Nissan has unveiled plans for a large-scale battery factory as part of a £ 1 billion electricity investment that will secure the future of its Sunderland carmaker beyond the UK’s ban on selling gasoline and diesel in 2030.
In a move that raises hopes that the UK can attract the investment in batteries needed to support its wider car industry, the Japanese car giant will create more than 6,000 direct and indirect jobs by developing the new plant. next to its existing car facility, and promising to build a new electric car on its site.
Battery supplier Nissan Envision AESC, which already manages a small battery facility in Sunderland, will invest £ 450 million in the construction of the plant, which will create 750 shares.
The car will then invest £ 423 million to make a new electric model at its car plant, using batteries from the new plant, in a move that will generate 900 jobs.
Companies estimate that this will lead to employment for 4,550 other people in the supply chain.
The first phase of the site will have a capacity of 9 Gigawatt hours, capable of producing enough batteries per 100,000 vehicles per year.
If demand for Nissan’s electric vehicles grows sharply, Envision may invest another £ 1.8 billion to expand the new plant to 25GWh by the end of the decade.
To help with the first phase of the project, Sunderland City Council will invest £ 80 million to create more energy for the site by installing wind farms, solar parks and a facility dedicated to the supply of energy made from electric car batteries. used.

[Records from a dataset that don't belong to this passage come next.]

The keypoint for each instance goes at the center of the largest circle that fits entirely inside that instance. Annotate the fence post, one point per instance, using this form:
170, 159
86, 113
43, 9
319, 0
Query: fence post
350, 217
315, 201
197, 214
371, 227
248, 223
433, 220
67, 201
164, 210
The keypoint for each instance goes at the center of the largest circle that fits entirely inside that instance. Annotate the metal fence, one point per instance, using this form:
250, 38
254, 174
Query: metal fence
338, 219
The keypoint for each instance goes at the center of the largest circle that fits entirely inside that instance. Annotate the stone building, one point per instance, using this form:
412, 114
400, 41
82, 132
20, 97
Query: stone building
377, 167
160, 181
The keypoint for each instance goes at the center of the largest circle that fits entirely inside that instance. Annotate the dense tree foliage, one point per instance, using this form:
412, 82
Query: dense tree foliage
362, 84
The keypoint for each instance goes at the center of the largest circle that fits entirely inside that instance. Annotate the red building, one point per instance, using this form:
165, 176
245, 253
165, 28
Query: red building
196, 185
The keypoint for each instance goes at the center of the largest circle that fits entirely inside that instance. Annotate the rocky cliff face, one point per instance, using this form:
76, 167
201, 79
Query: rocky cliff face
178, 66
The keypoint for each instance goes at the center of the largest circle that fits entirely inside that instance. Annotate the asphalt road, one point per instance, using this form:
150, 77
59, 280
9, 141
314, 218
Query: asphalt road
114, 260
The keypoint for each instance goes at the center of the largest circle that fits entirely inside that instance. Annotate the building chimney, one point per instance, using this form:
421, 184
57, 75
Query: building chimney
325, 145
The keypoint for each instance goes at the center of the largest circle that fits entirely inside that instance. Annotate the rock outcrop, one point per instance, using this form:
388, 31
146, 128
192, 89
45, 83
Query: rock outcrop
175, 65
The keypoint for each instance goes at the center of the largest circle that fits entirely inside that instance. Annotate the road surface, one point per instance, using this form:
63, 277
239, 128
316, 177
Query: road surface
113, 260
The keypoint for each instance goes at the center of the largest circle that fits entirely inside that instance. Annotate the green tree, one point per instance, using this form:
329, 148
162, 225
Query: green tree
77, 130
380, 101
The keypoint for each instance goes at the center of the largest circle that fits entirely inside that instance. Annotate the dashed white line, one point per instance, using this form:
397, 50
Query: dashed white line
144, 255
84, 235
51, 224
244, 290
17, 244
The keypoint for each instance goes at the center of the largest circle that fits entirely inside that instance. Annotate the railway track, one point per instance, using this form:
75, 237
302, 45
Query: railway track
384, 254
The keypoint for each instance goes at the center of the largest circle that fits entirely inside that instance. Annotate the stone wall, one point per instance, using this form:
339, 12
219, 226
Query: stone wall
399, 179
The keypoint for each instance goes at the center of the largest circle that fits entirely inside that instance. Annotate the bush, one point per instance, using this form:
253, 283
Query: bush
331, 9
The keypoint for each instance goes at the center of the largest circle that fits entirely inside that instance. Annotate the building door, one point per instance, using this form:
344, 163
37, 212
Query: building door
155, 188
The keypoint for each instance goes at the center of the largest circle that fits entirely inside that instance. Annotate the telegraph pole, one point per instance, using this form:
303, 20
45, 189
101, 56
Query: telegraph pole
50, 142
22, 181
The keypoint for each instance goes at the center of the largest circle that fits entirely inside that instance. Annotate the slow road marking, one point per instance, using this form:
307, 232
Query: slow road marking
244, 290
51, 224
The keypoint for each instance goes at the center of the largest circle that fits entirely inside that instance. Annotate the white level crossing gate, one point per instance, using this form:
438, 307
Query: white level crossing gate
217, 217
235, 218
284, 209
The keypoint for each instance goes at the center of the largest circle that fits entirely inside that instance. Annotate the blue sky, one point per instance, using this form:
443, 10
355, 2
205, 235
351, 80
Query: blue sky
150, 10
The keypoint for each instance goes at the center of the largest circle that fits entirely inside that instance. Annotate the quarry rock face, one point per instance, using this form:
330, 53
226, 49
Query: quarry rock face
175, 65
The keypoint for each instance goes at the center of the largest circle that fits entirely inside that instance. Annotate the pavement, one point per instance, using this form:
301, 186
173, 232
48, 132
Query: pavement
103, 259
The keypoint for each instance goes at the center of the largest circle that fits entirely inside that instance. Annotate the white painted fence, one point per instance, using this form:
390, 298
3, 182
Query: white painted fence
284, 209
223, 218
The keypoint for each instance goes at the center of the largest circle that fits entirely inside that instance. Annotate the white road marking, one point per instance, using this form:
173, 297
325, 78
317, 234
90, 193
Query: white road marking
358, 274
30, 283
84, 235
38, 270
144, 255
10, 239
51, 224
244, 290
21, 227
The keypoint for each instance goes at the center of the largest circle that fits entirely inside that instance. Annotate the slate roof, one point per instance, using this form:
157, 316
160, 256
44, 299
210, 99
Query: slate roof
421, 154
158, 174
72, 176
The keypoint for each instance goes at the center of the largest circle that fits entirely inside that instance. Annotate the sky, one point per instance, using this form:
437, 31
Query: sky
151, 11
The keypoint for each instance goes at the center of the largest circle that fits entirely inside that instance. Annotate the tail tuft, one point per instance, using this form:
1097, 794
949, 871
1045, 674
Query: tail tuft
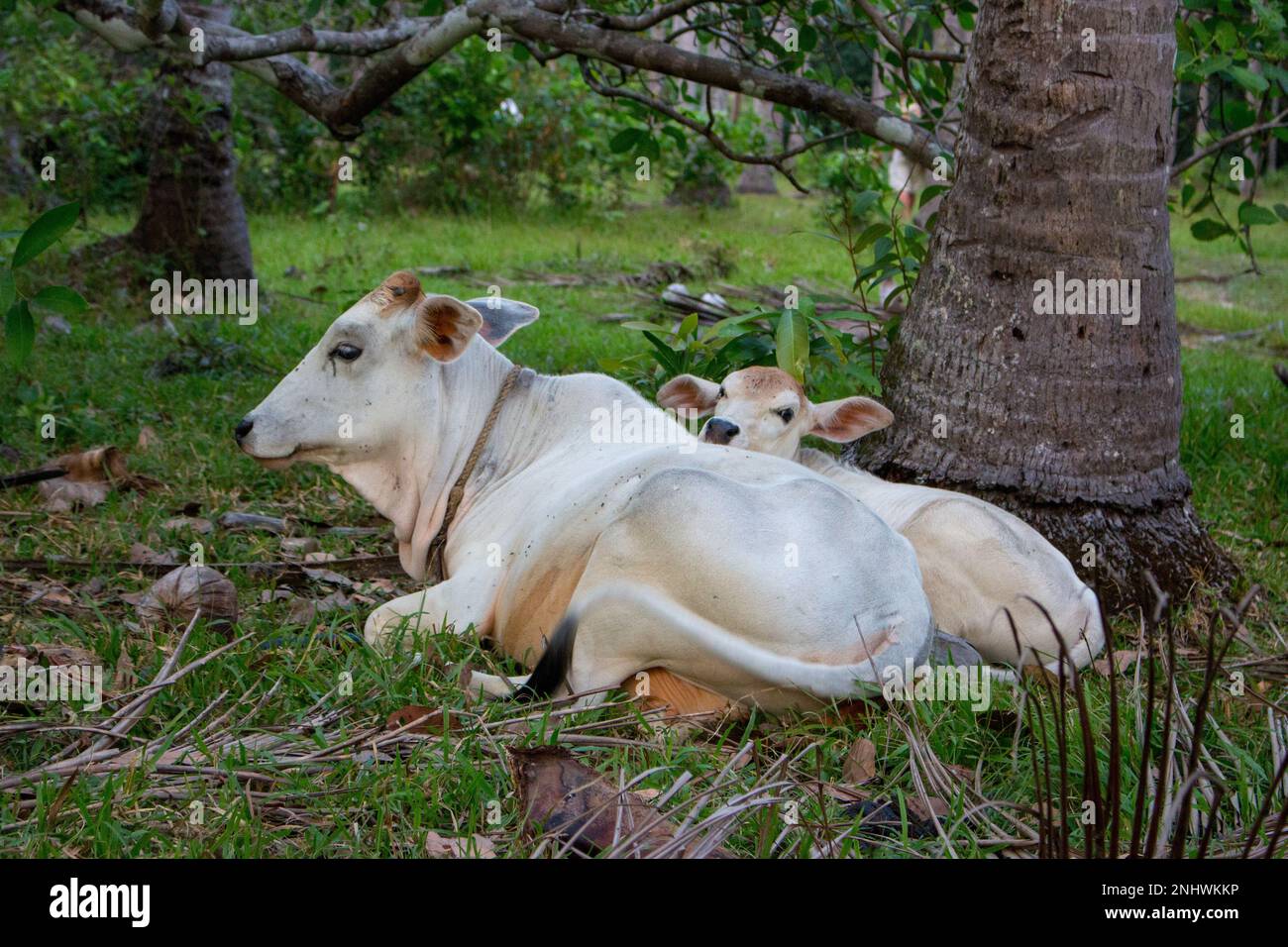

The development is the first large-scale battery plant to be built in the UK, and comes as world governments. race to attract investment in the field to support their automotive industries as they move from combustion engines to electricity.
British ministers have set aside £ 500 million to care for investors, although the industry has warned that the sum is too small compared to the £ 2.9 billion the EU makes available to its members.
Business Secretary Kwasi Kwarteng called the investment “a big step forward in our ambition to put the UK at the forefront of the global electric vehicle race”.
Nissan chief executive Ashwani Gupta called it a “prime day” for business.
With the UK government phasing out the sale of petrol and diesel models by 2030, car manufacturers with British plants will need to supply batteries and increase production of electric vehicles by the end of the decade.
Due to its weight, car manufacturers tend to buy batteries near the vehicle factory, meaning that structures in the UK are needed to maintain production at current sites including Toyota, Mini, Vauxhall and Jaguar Land Rover.
Earlier this week the Society of Engine Manufacturers and Traders warned that Britain needs 60GWh of battery plants just to maintain the current size of the industry. In a worst-case scenario, with just one large-scale project in the country, more than 90,000 roles could be lost, he warned.
Mike Hawes, executive director of SMMT, said Nissan’s investment is “a real vote of confidence, but it’s still just one” on a number that needs to happen to safeguard the country’s vast factory network.
“It’s a very competitive industry, and we need more of that,” he added.